Silly, impressionable girl that I was, I stuffed my poor poems back in my satchel and slouched back to my apartment, where I hid them in a drawer and didn't write any more poetry for a very long time. Actually, I didn't write poetry again, at all, until my late thirties, if you can believe it. Yes, I was that shattered by a thoughtless piece of criticism.

But I've grown up since then, and although I still feel my eyes narrow whenever I picture that arrogant professor, I pat my old, hurt self on the back and write poems whenever I feel like it. I don't care if they ever see the light of day. Haiku are fun; so are sonnets, although they take considerable brain power and I don't usually have much of that left over after a day of work and evenings filed with building block towers and teddy bear tea parties. Still, it's therapeutic, and pleasing, to find just the right words to express something you've just thought of, or seen out the window, or day-dreamed about when you were supposed to be listening in on that conference call.
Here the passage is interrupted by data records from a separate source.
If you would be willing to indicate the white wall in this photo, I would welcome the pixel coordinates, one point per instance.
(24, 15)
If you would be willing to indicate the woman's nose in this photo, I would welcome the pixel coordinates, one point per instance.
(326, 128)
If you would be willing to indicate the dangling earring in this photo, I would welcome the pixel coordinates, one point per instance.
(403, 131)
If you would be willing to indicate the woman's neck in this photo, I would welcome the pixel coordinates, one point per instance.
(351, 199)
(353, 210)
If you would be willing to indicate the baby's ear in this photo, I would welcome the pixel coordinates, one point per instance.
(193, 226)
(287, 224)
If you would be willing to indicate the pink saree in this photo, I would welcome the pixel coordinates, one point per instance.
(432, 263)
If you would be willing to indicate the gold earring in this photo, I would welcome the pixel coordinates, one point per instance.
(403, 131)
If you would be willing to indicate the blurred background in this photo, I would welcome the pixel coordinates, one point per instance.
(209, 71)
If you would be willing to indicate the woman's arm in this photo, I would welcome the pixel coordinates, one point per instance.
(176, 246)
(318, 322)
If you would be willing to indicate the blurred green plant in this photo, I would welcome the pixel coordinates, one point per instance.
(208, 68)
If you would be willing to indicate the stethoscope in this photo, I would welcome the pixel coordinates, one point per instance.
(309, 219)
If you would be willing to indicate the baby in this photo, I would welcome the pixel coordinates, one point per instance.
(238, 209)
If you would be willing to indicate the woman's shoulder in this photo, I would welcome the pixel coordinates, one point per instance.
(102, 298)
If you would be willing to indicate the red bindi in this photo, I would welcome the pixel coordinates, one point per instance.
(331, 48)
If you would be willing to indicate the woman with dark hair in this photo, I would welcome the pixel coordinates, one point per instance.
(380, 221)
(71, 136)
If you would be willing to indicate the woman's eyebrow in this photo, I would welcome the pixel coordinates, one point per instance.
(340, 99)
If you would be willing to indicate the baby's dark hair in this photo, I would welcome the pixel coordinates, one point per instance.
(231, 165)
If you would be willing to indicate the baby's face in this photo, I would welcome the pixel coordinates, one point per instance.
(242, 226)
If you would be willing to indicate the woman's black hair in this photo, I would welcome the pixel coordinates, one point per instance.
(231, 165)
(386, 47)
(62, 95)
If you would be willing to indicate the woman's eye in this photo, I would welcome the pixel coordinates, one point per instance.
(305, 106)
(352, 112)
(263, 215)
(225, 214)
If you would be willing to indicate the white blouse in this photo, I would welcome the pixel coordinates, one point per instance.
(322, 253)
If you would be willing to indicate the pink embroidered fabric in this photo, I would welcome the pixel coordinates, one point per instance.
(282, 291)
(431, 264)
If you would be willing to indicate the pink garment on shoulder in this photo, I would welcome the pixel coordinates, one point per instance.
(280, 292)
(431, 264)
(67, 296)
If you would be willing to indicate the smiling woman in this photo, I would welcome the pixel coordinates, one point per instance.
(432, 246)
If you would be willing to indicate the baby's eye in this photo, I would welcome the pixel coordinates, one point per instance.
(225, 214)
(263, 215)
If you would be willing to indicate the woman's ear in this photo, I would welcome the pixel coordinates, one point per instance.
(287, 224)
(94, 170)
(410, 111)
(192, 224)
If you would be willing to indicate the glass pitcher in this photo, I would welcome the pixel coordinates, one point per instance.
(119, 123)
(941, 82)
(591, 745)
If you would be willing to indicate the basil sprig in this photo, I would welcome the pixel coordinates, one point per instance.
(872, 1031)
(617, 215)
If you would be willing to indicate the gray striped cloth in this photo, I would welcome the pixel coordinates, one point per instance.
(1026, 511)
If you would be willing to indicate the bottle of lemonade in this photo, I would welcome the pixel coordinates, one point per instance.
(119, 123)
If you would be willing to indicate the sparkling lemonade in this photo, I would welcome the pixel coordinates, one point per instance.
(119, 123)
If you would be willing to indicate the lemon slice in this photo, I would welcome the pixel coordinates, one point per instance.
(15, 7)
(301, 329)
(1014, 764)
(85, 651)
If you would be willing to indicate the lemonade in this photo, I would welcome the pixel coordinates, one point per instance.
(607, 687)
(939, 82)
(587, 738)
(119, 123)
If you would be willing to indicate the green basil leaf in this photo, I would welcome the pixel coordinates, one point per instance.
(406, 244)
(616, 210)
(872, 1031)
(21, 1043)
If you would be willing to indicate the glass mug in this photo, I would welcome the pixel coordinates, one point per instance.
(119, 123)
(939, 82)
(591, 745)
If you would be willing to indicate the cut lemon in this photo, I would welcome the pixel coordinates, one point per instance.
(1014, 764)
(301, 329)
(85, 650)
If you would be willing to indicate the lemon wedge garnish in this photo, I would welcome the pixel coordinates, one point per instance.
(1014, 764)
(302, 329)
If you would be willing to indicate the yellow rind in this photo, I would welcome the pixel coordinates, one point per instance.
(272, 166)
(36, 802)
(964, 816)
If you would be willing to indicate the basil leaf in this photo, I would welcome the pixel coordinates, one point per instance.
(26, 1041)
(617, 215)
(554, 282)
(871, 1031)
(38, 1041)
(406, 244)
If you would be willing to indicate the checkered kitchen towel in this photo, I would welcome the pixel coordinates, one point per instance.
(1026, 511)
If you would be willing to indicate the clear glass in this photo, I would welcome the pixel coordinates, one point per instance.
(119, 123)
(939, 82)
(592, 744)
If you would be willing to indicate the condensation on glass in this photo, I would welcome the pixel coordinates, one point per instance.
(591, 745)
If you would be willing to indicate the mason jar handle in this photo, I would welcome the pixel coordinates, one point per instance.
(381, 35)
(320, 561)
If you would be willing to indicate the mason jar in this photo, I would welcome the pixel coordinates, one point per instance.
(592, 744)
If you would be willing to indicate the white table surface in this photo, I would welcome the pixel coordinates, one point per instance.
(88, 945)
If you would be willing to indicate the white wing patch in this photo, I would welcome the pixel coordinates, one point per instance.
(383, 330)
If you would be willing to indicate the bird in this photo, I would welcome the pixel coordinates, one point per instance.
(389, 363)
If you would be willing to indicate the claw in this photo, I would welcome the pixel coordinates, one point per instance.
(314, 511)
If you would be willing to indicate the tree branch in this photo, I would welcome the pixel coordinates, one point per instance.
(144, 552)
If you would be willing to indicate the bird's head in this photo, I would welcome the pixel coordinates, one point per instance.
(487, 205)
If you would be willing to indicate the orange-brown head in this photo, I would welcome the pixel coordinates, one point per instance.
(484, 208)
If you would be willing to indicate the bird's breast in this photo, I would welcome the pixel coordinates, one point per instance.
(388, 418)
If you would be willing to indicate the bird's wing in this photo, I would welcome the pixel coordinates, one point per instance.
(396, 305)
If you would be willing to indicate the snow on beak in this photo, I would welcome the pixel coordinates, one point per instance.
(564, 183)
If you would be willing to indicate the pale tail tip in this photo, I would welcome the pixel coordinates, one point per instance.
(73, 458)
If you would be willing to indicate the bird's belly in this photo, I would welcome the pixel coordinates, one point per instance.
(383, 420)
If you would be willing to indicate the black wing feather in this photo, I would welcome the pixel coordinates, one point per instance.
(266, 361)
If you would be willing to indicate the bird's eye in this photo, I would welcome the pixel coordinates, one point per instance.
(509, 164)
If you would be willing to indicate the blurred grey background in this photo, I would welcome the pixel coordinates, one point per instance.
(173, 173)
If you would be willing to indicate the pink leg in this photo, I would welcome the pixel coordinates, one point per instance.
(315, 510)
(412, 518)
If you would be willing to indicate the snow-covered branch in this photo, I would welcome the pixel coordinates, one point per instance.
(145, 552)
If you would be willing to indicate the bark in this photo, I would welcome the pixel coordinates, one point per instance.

My mother loved poetry; so did my Nana. In fact, we read several poems at Nana's funeral because we knew she'd have liked that. I found lots and lots of poems she'd copied out in longhand after she died, tucked away in cookbooks and drawers and photo frames. I found it interesting that she had written this one out, because my Mother had this poem hanging on our den wall when I was growing up; Mom and Nana didn't always get along, but apparently they had the same taste in poets. Hmmm.

I like Rudyard because he has a stiff upper lip, and the kind of wisdom I wish I'd had when I reached out a shaky hand to collect my poor abused poems from that wank of a Professor. So here's a little dose of Brit wisdom for you...hope it helps!


If you can keep your head when all about you
Are losing theirs and blaming it on you;
If you can trust yourself when all men doubt you,
But make allowance for their doubting too:
If you can wait and not be tired by waiting,
Or, being lied about, don't deal in lies,
Or being hated don't give way to hating,
And yet don't look too good, nor talk too wise;

If you can dream---and not make dreams your master;
If you can think---and not make thoughts your aim,
If you can meet with Triumph and Disaster
And treat those two impostors just the same:.
If you can bear to hear the truth you've spoken
Twisted by knaves to make a trap for fools,
Or watch the things you gave your life to, broken,
And stoop and build'em up with worn-out tools;

If you can make one heap of all your winnings
And risk it on one turn of pitch-and-toss,
And lose, and start again at your beginnings,
And never breathe a word about your loss:
If you can force your heart and nerve and sinew
To serve your turn long after they are gone,
And so hold on when there is nothing in you
Except the Will which says to them: "Hold on!"

If you can talk with crowds and keep your virtue,
Or walk with Kings---nor lose the common touch,
If neither foes nor loving friends can hurt you,
If all men count with you, but none too much:
If you can fill the unforgiving minute
With sixty seconds' worth of distance run,
Yours is the Earth and everything that's in it,
And---which is more---you'll be a Man, my son!